See below for why we only currently have `callAsync()`.
`UniFFICallbackHandler.callAsync()` inputs:
* The object handle
* The method index
* Each argument for the callback method, after being lowered by JavaScript.
`UniFFICallbackHandler.callAsync()` returns a `UniFFIScaffoldingCallResult`.
Like with [Rust calls](./rust-calls.md), this is a `UniffiCallStatus` combined with a return value.

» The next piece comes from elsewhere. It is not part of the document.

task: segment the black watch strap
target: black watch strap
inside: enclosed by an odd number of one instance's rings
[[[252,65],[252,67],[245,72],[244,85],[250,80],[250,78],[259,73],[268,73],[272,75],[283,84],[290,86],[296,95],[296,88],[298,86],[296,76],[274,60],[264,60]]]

For each callback interface, the JavaScript layer calls `UniFFIScaffolding.registerCallbackHandler()` with the `UniFFICallbackHandler` for that interface.
Like with Rust calls, the bindings code generates a unique ID to identify each callback interface.
## C++ layer
The C++ layer acts as a bridge between the generated Rust code and the generated JavaScript code.
It registers a vtable with the Rust code where each field points to a generated C function that:
* Looks up the `UniFFICallbackHandler` registered with `UniFFIScaffolding.registerCallbackHandler()`
* Lifts all passed arguments and passes them to the `UniFFICallbackHandler`.
* For fire-and-forget calls:
* Calls `UniFFICallbackHandler.callAsync()` with the lifted arguments then discards the returned Promise.
* Note: sync calls are currently always wrapped to be "fire-and-forget" callbacks
* For async calls:
* Calls `UniFFICallbackHandler.callAsync()` with the lifted arguments getting back a Promise object.
* Appends a [PromiseNativeHandler](https://searchfox.org/mozilla-central/source/dom/promise/PromiseNativeHandler.h) to promise object.
* The `PromiseNativeHandler` completes the promise by calling the complete callback as described in the [UniFFI FFI internals doc](https://mozilla.github.io/uniffi-rs/latest/internals/async-ffi.html#completing-async-methods-with-complete_func).
* The `PromiseNativeHandler` also has code to handle a rejected promise by calling the complete callback with `RustCallStatusCode::UnexpectedError`.
## Freeing Callback Interface Objects
Each VTable also has a `uniffi_free` method.
When the Rust code drops the callback interface object, the generated UniFFI code arranges for `uniffi_free` to be called.
When this happens, the C++ generated function calls `UniFFICallbackHandler.destroy()`.
The generated JavaScript handles that by removing the entry from the callback interface map.